Tertullian, at different periods of his life, held different views respecting the Sabbath, and committed them all to writing. We last quoted from him a decisive testimony to the perpetuity of the Sabbath, coupled with an equally decisive testimony against the sanctification of the first day of the week. In another work, from which we have already quoted his statement that Christians should not kneel on Sunday, we find another statement that “some few” abstained from kneeling on the Sabbath. This has probable reference to Carthage, where Tertullian lived.
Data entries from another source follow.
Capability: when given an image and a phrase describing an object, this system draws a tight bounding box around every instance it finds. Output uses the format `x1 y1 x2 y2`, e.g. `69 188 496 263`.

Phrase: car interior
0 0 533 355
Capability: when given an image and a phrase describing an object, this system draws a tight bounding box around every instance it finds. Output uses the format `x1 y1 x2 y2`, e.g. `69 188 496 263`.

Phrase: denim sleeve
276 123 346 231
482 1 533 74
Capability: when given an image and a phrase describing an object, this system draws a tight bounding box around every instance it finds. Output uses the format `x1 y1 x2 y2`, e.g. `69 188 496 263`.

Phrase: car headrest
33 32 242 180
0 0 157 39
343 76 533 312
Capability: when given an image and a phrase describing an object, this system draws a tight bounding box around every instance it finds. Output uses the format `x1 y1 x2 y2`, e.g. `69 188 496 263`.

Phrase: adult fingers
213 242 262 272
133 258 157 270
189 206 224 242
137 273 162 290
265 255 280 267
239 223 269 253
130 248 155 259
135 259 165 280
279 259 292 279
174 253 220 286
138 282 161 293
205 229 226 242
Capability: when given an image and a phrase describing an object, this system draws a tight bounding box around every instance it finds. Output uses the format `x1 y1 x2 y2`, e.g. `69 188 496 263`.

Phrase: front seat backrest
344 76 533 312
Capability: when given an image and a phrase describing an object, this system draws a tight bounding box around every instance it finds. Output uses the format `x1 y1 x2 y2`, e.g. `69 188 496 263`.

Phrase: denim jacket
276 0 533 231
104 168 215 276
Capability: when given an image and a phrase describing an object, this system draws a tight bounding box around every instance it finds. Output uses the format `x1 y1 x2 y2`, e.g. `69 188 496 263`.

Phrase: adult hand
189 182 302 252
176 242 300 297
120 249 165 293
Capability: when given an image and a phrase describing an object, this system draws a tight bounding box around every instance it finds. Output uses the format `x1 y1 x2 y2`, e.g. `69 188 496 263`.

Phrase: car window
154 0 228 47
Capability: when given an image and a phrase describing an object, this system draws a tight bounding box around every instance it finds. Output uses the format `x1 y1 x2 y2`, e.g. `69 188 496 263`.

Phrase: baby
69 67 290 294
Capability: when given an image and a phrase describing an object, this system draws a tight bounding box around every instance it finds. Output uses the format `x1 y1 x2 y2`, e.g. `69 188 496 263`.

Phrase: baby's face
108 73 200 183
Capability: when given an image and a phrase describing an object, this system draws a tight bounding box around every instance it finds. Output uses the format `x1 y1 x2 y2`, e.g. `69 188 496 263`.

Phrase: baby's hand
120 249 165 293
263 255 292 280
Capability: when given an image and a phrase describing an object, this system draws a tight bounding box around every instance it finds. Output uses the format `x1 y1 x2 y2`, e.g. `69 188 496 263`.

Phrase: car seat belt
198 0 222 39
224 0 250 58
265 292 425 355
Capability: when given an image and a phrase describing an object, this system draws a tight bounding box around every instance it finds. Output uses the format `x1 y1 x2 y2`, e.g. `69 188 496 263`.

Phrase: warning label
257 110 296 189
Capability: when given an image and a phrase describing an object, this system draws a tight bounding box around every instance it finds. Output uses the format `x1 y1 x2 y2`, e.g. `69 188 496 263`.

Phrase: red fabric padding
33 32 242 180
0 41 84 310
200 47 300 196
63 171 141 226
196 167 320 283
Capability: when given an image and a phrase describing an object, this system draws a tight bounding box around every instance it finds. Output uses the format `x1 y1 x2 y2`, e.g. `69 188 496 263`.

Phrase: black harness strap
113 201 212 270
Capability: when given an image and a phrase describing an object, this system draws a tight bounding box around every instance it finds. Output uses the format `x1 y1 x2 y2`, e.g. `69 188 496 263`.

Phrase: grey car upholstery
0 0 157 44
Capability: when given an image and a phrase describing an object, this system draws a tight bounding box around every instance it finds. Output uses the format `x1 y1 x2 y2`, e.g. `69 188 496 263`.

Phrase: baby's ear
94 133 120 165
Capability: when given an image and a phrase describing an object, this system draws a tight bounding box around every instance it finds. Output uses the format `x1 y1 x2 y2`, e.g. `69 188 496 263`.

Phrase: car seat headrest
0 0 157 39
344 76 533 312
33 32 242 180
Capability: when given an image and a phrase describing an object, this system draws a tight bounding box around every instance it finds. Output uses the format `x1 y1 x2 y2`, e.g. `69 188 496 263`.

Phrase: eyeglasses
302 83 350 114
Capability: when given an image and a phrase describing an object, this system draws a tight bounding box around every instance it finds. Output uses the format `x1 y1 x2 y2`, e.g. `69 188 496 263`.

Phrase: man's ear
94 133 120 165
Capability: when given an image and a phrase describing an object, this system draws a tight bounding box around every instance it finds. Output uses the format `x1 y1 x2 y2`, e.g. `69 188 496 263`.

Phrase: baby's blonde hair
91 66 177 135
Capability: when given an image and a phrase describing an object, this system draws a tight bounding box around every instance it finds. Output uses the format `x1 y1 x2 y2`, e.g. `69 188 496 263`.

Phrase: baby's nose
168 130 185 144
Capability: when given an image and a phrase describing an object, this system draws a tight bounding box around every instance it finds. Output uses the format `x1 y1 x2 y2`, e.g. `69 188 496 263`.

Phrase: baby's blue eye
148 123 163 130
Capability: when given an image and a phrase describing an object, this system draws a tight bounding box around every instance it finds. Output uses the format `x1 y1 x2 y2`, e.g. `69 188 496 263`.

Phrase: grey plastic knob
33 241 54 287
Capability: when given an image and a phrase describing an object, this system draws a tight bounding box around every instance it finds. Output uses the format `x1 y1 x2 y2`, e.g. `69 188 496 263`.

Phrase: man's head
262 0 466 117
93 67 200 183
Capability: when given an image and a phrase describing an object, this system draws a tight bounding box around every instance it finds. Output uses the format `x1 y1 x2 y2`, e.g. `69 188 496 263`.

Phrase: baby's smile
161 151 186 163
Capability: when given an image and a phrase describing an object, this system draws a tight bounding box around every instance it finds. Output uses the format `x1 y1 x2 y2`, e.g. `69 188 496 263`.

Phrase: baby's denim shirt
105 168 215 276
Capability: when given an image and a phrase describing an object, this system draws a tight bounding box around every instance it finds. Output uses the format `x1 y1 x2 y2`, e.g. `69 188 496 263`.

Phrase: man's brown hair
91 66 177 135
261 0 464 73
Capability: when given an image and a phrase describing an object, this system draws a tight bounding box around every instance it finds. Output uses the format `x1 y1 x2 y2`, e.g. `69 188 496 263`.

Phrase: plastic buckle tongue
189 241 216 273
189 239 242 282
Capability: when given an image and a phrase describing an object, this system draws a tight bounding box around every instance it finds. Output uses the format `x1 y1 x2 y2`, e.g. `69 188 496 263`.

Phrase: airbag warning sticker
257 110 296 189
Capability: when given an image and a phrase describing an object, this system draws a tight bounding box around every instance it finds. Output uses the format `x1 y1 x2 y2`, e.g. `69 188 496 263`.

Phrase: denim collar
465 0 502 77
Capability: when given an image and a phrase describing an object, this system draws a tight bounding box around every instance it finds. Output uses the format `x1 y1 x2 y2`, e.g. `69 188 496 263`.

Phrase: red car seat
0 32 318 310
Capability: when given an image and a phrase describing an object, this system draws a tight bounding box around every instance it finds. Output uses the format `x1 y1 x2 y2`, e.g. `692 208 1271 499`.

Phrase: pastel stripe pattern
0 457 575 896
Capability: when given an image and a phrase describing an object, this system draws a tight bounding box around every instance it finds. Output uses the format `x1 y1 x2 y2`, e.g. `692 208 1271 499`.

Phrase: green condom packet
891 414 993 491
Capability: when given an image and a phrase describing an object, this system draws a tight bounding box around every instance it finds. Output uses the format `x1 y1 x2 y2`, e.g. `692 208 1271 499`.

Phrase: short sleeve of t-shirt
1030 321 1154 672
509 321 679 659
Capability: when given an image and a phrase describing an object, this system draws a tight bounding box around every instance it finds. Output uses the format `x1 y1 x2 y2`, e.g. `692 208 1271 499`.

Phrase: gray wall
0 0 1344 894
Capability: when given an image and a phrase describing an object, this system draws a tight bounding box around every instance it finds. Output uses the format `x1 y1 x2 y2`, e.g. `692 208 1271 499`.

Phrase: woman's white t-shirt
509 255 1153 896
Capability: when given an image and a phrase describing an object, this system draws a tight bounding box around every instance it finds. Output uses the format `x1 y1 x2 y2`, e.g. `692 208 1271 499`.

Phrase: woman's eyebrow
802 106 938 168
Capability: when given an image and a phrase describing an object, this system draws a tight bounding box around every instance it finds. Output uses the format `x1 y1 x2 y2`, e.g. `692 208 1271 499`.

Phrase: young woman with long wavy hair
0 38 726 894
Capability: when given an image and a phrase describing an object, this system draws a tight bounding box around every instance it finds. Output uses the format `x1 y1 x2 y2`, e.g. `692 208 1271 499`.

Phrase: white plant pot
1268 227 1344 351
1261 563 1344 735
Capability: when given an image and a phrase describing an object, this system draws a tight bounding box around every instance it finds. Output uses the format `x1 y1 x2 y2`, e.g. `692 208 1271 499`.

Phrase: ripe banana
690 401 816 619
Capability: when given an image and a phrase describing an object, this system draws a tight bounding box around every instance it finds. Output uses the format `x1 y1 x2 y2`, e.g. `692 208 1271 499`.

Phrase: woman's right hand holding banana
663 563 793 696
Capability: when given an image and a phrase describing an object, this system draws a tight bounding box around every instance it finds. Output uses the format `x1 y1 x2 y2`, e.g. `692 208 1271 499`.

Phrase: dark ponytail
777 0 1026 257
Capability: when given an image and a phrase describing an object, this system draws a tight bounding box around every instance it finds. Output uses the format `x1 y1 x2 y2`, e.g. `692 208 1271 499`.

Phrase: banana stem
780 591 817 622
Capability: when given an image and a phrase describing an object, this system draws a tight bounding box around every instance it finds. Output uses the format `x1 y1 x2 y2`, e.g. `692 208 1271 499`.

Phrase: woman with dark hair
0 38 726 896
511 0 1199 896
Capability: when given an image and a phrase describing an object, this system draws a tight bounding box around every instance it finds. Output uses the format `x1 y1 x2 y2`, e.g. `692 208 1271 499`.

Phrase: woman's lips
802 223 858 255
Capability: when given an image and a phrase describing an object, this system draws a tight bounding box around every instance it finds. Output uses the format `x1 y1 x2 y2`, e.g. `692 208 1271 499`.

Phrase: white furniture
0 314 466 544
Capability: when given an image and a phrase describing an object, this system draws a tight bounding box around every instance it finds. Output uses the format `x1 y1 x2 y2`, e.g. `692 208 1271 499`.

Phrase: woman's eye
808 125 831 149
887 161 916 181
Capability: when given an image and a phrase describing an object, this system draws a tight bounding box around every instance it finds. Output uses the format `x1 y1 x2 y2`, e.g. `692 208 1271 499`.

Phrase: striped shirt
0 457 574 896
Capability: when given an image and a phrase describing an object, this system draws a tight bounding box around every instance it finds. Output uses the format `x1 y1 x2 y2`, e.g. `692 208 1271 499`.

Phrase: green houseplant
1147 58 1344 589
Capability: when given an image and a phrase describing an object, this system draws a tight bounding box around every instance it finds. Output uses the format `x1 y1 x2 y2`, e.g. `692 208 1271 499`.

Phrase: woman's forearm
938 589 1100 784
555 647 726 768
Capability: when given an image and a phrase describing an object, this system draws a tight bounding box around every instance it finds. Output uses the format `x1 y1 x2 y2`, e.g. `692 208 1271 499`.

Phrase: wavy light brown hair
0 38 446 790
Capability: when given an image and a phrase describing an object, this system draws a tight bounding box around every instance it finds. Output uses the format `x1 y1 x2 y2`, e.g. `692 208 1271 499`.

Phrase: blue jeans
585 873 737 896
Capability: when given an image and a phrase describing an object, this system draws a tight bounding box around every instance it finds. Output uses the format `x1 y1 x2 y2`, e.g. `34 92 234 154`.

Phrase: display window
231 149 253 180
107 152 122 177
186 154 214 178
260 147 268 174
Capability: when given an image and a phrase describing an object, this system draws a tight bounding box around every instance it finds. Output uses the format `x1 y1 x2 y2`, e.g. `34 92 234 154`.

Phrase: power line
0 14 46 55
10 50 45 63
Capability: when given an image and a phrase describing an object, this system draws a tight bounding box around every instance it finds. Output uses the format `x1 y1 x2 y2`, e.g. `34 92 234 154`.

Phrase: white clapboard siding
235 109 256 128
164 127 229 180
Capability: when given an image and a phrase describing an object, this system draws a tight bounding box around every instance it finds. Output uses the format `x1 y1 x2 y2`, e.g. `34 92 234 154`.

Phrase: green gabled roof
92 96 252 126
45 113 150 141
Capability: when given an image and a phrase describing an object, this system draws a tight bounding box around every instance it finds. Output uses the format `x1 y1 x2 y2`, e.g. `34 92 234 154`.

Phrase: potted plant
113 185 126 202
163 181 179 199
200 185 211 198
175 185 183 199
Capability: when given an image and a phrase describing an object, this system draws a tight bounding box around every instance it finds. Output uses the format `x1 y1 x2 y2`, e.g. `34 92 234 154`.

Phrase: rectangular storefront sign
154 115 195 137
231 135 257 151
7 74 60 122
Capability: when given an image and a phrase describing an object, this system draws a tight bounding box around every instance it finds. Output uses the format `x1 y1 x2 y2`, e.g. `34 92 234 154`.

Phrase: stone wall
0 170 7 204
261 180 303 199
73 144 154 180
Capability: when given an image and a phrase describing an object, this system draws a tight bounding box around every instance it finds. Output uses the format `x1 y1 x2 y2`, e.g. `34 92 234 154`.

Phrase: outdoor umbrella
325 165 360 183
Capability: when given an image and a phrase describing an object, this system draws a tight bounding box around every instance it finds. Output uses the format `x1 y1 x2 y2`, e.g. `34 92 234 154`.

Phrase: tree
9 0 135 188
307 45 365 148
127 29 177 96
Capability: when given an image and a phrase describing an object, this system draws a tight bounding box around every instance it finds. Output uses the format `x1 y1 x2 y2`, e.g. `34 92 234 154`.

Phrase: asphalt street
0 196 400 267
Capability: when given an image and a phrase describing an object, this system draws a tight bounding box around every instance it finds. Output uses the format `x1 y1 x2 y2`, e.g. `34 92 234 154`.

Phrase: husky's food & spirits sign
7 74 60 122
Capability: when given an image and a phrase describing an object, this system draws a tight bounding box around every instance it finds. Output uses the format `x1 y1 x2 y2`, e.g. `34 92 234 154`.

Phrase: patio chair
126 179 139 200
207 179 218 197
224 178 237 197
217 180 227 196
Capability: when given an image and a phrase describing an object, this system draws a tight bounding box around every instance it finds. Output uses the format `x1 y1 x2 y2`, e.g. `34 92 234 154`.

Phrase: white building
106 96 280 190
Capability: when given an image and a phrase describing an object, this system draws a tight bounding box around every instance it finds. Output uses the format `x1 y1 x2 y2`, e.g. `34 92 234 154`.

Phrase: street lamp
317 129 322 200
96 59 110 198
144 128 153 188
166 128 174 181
He speaks thus:—
“In the matter of kneeling also, prayer is subject to diversity of observance, through the act of some few who abstain from kneeling on the Sabbath; and since this dissension is particularly on its trial before the churches, the Lord will give his grace that the dissentients may either yield, or else indulge their opinion without offense to others.”[693]
The act of standing in prayer was one of the chief honors conferred upon Sunday. Those who refrained from kneeling on the seventh day, without doubt did it because they desired to honor that day. This particular act is of no consequence; for it was adopted in imitation of those who, from tradition and custom, thus honored Sunday; but we have in this an undoubted reference to Sabbath-keeping Christians. Tertullian speaks of them, however, in a manner quite unlike that of Justin in his reference to the commandment-keepers of his time.